A good while later, I realize he thinks I'm Mark. Which means everyone, including me, has been laughing at me for the past 35 minutes. That rocks.

Hulme--who is only a few feet away and who keeps shooting me good-natured smirks and mouthing, "I told you so"--corrects Derrick. I wish she hadn't. Now he's not only targeting me for the butt of his jokes, he's also giving me extra-special instruction. And by that I mean punishment. (While I'm trying to touch my head to my knee, Derrick comes by and "helps" by pushing the back of my head and straining my back until it reaches its destination...are back transplants possible nowadays?)

By the end, half my muscles are numb, and the other half are in full spasm.
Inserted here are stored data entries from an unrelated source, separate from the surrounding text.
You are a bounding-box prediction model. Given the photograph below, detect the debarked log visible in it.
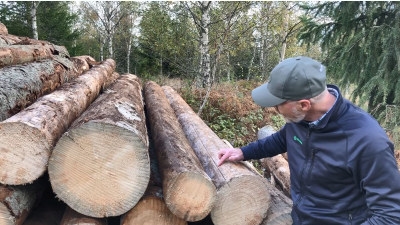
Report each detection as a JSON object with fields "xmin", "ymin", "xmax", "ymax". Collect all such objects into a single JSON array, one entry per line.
[
  {"xmin": 163, "ymin": 86, "xmax": 271, "ymax": 225},
  {"xmin": 48, "ymin": 74, "xmax": 149, "ymax": 218},
  {"xmin": 0, "ymin": 59, "xmax": 117, "ymax": 185}
]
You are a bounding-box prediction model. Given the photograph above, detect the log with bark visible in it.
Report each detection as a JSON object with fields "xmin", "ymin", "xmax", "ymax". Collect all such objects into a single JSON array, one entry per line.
[
  {"xmin": 0, "ymin": 22, "xmax": 7, "ymax": 35},
  {"xmin": 0, "ymin": 177, "xmax": 46, "ymax": 225},
  {"xmin": 163, "ymin": 86, "xmax": 271, "ymax": 225},
  {"xmin": 22, "ymin": 184, "xmax": 66, "ymax": 225},
  {"xmin": 0, "ymin": 45, "xmax": 54, "ymax": 68},
  {"xmin": 48, "ymin": 74, "xmax": 149, "ymax": 218},
  {"xmin": 0, "ymin": 55, "xmax": 90, "ymax": 121},
  {"xmin": 0, "ymin": 59, "xmax": 117, "ymax": 185},
  {"xmin": 59, "ymin": 206, "xmax": 107, "ymax": 225},
  {"xmin": 222, "ymin": 139, "xmax": 293, "ymax": 225},
  {"xmin": 121, "ymin": 137, "xmax": 187, "ymax": 225},
  {"xmin": 144, "ymin": 81, "xmax": 216, "ymax": 222},
  {"xmin": 0, "ymin": 34, "xmax": 23, "ymax": 46},
  {"xmin": 258, "ymin": 126, "xmax": 291, "ymax": 197}
]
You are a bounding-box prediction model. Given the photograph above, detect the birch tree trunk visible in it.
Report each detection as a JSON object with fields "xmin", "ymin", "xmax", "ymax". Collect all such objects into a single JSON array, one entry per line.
[
  {"xmin": 199, "ymin": 1, "xmax": 211, "ymax": 88},
  {"xmin": 30, "ymin": 1, "xmax": 39, "ymax": 40}
]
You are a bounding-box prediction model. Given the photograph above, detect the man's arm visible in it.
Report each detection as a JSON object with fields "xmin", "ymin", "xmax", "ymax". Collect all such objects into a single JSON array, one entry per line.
[{"xmin": 357, "ymin": 147, "xmax": 400, "ymax": 225}]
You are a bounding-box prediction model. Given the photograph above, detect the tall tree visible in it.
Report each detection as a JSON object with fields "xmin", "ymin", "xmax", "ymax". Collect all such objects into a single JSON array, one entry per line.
[
  {"xmin": 298, "ymin": 1, "xmax": 400, "ymax": 123},
  {"xmin": 80, "ymin": 1, "xmax": 131, "ymax": 60}
]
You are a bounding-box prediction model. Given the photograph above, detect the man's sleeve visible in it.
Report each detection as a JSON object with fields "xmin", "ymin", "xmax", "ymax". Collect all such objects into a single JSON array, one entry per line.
[
  {"xmin": 357, "ymin": 147, "xmax": 400, "ymax": 225},
  {"xmin": 240, "ymin": 128, "xmax": 286, "ymax": 160}
]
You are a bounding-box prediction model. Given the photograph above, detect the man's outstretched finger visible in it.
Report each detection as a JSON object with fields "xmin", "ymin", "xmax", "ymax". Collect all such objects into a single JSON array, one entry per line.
[{"xmin": 217, "ymin": 153, "xmax": 230, "ymax": 166}]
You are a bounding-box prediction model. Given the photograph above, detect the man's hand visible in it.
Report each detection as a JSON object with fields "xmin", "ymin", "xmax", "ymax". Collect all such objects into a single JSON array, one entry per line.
[{"xmin": 217, "ymin": 148, "xmax": 244, "ymax": 166}]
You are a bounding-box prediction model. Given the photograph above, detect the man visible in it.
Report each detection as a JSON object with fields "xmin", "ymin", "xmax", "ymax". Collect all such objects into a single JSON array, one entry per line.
[{"xmin": 218, "ymin": 56, "xmax": 400, "ymax": 224}]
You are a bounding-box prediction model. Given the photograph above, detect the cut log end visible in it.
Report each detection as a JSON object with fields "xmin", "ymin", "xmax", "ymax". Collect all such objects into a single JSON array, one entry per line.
[
  {"xmin": 165, "ymin": 172, "xmax": 216, "ymax": 222},
  {"xmin": 0, "ymin": 203, "xmax": 15, "ymax": 225},
  {"xmin": 48, "ymin": 122, "xmax": 150, "ymax": 217},
  {"xmin": 211, "ymin": 175, "xmax": 271, "ymax": 225},
  {"xmin": 0, "ymin": 122, "xmax": 50, "ymax": 185},
  {"xmin": 121, "ymin": 196, "xmax": 187, "ymax": 225}
]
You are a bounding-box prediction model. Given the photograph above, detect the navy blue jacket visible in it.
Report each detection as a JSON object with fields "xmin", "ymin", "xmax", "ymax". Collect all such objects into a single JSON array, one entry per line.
[{"xmin": 241, "ymin": 85, "xmax": 400, "ymax": 225}]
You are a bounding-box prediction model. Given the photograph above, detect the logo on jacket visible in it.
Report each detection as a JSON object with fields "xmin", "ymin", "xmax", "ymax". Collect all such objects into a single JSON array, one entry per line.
[{"xmin": 294, "ymin": 136, "xmax": 303, "ymax": 145}]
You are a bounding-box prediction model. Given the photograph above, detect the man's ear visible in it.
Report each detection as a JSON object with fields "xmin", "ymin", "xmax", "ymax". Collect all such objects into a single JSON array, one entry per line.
[{"xmin": 298, "ymin": 99, "xmax": 311, "ymax": 111}]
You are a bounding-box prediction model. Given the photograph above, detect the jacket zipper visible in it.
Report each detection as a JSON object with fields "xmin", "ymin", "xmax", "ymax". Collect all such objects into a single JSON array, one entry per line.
[{"xmin": 295, "ymin": 129, "xmax": 311, "ymax": 207}]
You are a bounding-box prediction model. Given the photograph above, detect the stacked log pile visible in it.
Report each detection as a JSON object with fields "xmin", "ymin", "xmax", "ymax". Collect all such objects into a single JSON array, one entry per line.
[{"xmin": 0, "ymin": 22, "xmax": 293, "ymax": 225}]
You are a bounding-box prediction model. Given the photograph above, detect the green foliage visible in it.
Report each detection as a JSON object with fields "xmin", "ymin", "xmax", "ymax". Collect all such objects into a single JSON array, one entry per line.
[
  {"xmin": 298, "ymin": 1, "xmax": 400, "ymax": 123},
  {"xmin": 37, "ymin": 2, "xmax": 81, "ymax": 53},
  {"xmin": 0, "ymin": 1, "xmax": 31, "ymax": 37}
]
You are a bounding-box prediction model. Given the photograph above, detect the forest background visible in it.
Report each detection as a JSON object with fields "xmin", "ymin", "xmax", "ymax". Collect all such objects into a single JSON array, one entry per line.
[{"xmin": 1, "ymin": 1, "xmax": 400, "ymax": 165}]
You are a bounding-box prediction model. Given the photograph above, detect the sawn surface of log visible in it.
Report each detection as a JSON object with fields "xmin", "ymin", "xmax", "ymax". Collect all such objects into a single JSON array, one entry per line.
[
  {"xmin": 59, "ymin": 206, "xmax": 107, "ymax": 225},
  {"xmin": 163, "ymin": 86, "xmax": 271, "ymax": 225},
  {"xmin": 48, "ymin": 74, "xmax": 149, "ymax": 218},
  {"xmin": 0, "ymin": 59, "xmax": 116, "ymax": 185},
  {"xmin": 144, "ymin": 81, "xmax": 216, "ymax": 222},
  {"xmin": 121, "ymin": 140, "xmax": 187, "ymax": 225}
]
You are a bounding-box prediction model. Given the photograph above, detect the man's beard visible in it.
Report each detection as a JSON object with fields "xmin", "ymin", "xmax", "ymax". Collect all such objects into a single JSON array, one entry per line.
[{"xmin": 284, "ymin": 107, "xmax": 306, "ymax": 123}]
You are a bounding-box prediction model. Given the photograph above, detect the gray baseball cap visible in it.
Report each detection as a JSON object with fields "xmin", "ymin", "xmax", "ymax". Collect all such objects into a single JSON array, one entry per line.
[{"xmin": 252, "ymin": 56, "xmax": 326, "ymax": 107}]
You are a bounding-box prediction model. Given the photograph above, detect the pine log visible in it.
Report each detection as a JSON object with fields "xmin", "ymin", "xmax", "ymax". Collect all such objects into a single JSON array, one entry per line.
[
  {"xmin": 258, "ymin": 126, "xmax": 291, "ymax": 197},
  {"xmin": 163, "ymin": 86, "xmax": 271, "ymax": 225},
  {"xmin": 22, "ymin": 185, "xmax": 66, "ymax": 225},
  {"xmin": 144, "ymin": 81, "xmax": 216, "ymax": 222},
  {"xmin": 0, "ymin": 59, "xmax": 117, "ymax": 185},
  {"xmin": 0, "ymin": 178, "xmax": 45, "ymax": 225},
  {"xmin": 48, "ymin": 74, "xmax": 149, "ymax": 218},
  {"xmin": 0, "ymin": 34, "xmax": 23, "ymax": 46},
  {"xmin": 0, "ymin": 23, "xmax": 7, "ymax": 35},
  {"xmin": 0, "ymin": 55, "xmax": 86, "ymax": 121},
  {"xmin": 222, "ymin": 139, "xmax": 293, "ymax": 225},
  {"xmin": 59, "ymin": 206, "xmax": 107, "ymax": 225},
  {"xmin": 256, "ymin": 126, "xmax": 292, "ymax": 224},
  {"xmin": 0, "ymin": 45, "xmax": 54, "ymax": 68},
  {"xmin": 71, "ymin": 55, "xmax": 100, "ymax": 67},
  {"xmin": 121, "ymin": 141, "xmax": 187, "ymax": 225},
  {"xmin": 260, "ymin": 156, "xmax": 291, "ymax": 197}
]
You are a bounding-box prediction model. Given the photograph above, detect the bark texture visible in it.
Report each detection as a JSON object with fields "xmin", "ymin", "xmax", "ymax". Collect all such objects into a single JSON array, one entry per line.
[
  {"xmin": 0, "ymin": 59, "xmax": 117, "ymax": 185},
  {"xmin": 0, "ymin": 178, "xmax": 45, "ymax": 225},
  {"xmin": 0, "ymin": 22, "xmax": 7, "ymax": 35},
  {"xmin": 0, "ymin": 45, "xmax": 53, "ymax": 68},
  {"xmin": 163, "ymin": 86, "xmax": 271, "ymax": 225},
  {"xmin": 48, "ymin": 74, "xmax": 149, "ymax": 218},
  {"xmin": 144, "ymin": 81, "xmax": 216, "ymax": 222},
  {"xmin": 0, "ymin": 54, "xmax": 89, "ymax": 121}
]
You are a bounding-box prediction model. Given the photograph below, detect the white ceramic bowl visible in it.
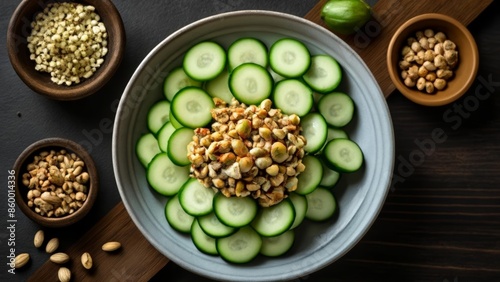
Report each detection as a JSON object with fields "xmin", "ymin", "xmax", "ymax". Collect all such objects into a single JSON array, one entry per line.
[{"xmin": 113, "ymin": 10, "xmax": 394, "ymax": 281}]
The air is so thick and humid I can feel it on me like a heavy coat. I'm completely disoriented, close to hallucination. The only thing that keeps me going is my dumb pride. No way I'm leaving before the girls do. I'd rather end up in a vegetative state.

Just when I think I can't take it anymore, Derrick tells us that it's time to cool down; class is over. We're told to lie on our backs and concentrate on our breathing. I'm close to crying I'm so happy.

"So, what did you think?" Kleper asks after class. She and Hulme look invigorated, full of life. Me? I look like I was just steam-cleaned.

"Oh, yeah, it was great," I say. "Can't wait to come back."

They look suspicious. Probably because I was moaning more than speaking.